The ghost in film becomes a fifth horseman of the ever-present apocalypse. A specter that is the harbinger of time, and it’s ever creeping oblivion. Death is scary, but it’s an event that takes place on a timeline that can be comprehended. It’s the final axis following birth and gives life perspective and dimension, things that the human mind can grab onto and understand. But time continues and the things that happen after death, after that neat timeline, are incomprehensible and unnatural. They are the unknown and the unknown is a complete, enveloping black terror.
This unknown is masterfully depicted in I Am A Ghost by using evocative dialogue and the cut to black. At one point Emily tries to leave the house and encounters a crushing darkness that she describes as not black, but empty.
“I want people thinking, at least by that point in the film, about what the nothing is. There’s enough dialogue and conversation about nothing, for example the first time she describes the demon that she was killed by, she describes him as a man with grey skin and darkness in his eyes, not that they were black, but they were empty. So we get this idea, and then she finds out what nothing is. She stares into nothing, and we get a little more explicit dialogue when she comes back. She’s talking about how she finally witnessed what nothing is, and it’s the most terrifying thing she’s ever seen in her life. And so what you have is the dialogue keeps creeping more and more towards what nothing is, and basically what you’re doing is if you treat nothing as blackness, blackness is nothing and darkness, what you have is the dialogue about nothing increasing as the screenplay goes on, this script, this story, this movie, the whole time is in essence fading to black.”

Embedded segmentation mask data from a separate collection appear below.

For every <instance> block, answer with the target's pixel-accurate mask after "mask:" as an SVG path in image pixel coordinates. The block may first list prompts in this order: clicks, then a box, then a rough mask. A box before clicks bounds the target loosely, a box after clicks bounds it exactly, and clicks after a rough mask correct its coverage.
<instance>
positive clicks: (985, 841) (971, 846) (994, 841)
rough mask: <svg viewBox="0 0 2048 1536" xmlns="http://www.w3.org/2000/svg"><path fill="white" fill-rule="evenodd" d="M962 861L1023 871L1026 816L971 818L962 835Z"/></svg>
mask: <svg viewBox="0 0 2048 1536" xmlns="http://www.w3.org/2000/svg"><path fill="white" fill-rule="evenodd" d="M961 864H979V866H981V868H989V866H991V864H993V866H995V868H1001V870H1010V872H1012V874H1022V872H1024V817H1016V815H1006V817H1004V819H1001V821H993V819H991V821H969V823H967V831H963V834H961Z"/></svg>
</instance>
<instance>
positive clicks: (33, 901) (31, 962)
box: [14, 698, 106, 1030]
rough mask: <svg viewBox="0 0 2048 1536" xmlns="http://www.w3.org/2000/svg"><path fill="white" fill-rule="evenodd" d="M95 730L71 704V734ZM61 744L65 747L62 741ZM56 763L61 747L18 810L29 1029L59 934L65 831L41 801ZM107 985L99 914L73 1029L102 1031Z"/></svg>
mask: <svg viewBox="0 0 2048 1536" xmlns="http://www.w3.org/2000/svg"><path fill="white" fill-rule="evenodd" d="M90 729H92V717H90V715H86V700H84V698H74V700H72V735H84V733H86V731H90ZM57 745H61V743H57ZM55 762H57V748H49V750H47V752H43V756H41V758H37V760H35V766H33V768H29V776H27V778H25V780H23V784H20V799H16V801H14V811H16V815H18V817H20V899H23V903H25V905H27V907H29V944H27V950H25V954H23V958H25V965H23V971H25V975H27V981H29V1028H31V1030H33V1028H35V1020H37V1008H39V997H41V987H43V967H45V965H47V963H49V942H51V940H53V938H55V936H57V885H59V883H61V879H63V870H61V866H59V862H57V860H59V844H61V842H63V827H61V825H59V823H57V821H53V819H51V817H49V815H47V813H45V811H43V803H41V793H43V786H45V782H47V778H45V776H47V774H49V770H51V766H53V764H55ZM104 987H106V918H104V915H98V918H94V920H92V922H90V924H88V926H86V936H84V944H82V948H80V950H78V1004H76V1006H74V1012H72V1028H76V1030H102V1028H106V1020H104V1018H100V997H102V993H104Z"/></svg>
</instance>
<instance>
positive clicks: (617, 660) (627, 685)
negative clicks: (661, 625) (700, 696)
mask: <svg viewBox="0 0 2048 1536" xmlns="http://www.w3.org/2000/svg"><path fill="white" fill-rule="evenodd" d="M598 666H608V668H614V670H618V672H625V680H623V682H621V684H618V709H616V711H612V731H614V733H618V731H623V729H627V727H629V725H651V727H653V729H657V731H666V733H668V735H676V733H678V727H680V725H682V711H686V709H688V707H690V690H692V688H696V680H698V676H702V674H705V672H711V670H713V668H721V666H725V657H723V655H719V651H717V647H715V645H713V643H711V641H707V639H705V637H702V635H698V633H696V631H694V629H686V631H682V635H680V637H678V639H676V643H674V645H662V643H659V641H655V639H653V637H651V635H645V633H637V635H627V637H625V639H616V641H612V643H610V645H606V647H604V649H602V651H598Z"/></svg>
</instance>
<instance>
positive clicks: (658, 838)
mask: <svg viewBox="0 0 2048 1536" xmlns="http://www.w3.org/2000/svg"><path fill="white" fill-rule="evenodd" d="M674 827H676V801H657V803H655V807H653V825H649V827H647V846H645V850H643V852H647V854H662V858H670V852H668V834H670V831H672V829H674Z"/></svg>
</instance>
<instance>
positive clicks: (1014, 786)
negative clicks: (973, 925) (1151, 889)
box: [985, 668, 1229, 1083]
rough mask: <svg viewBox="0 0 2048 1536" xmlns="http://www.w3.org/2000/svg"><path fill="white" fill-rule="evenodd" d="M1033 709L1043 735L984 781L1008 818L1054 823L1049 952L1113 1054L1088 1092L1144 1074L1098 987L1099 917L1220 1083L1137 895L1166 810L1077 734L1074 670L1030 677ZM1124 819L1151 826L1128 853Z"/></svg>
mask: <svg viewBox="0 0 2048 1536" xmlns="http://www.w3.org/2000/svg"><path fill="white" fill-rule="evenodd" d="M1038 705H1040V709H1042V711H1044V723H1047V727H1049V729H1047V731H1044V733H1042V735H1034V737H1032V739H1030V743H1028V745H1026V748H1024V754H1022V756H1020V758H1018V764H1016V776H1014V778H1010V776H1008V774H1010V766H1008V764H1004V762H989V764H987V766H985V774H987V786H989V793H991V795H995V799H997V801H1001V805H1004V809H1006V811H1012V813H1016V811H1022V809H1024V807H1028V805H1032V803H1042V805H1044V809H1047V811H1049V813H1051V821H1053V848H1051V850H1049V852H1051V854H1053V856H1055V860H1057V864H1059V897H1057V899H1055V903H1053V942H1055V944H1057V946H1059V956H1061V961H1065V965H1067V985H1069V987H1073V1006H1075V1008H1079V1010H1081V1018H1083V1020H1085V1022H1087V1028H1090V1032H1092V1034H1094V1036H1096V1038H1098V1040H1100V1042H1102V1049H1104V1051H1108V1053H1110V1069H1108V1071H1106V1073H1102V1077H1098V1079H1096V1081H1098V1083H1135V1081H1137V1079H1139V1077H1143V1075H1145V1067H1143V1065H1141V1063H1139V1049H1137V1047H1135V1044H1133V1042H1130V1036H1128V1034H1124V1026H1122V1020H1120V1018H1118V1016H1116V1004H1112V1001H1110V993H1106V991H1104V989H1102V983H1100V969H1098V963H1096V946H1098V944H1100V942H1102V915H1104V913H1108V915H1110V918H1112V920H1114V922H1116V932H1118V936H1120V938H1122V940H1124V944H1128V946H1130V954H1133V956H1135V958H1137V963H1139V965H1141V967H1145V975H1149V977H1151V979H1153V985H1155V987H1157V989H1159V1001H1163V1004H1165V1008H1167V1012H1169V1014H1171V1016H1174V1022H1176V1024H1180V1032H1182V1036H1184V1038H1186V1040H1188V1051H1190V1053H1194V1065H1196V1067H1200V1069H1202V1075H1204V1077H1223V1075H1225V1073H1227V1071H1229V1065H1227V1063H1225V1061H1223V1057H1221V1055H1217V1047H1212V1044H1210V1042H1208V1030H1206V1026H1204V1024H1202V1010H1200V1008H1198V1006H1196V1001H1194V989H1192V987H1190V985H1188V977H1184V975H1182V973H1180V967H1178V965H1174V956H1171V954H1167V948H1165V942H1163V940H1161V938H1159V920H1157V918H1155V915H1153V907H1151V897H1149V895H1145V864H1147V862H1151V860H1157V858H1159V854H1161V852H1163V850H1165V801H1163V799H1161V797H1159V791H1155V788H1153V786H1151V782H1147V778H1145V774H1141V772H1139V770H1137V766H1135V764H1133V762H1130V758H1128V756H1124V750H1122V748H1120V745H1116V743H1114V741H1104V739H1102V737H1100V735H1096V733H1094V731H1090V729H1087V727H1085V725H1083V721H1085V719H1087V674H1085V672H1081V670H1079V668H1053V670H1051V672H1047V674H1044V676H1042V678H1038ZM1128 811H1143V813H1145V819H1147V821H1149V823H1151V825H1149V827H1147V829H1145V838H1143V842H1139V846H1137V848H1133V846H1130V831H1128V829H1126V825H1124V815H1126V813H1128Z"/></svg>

Another element of the film that makes it unique is the character of the demon that is pursuing Emily. Reminiscent of the demon in Poltergeist, this one is a grotesque creature of metaphor. Mendoza says,
“He’s not a demon based in Judeo-Christian values. I think that whenever we think of demons, they’re only referred to in the places that have Judeo-Christian values. For example I’m Filipino which means I automatically grew up catholic, and whenever somebody had an illness people would say things like ‘oh yeah she has a demon in her’ or ‘we need to exorcise her’. This is no joke here, I remember I had the flu when I was in the Philippines, and me being a totally western guy, I was eight years old and American, I said I need medicine, I should go to the doctor. And I’ll never forget the doctor tried to pray the flu away. And when he sat me down, he was sort of chanting that I had a demon in me. I was pretty sure I just needed Nyquil.”
The character of Emily suffered from a psychological disorder that resulted in a second, wildly violent personality within her that ultimately becomes the demon. This makes the character of the demon a fascinating intersection of medical science and metaphysics. His existence brings up questions about the nature of the soul and consciousness, and whether two souls can inhabit one body. He is a terrifying manifestation of the grey area between science and the unknown.
I Am A Ghost is a wonderful addition of the canon of ghost movies, and one that will spark a complex dialogue for years to come. A movie that has endless replay value and will continue to scare the wits out of people for a long time.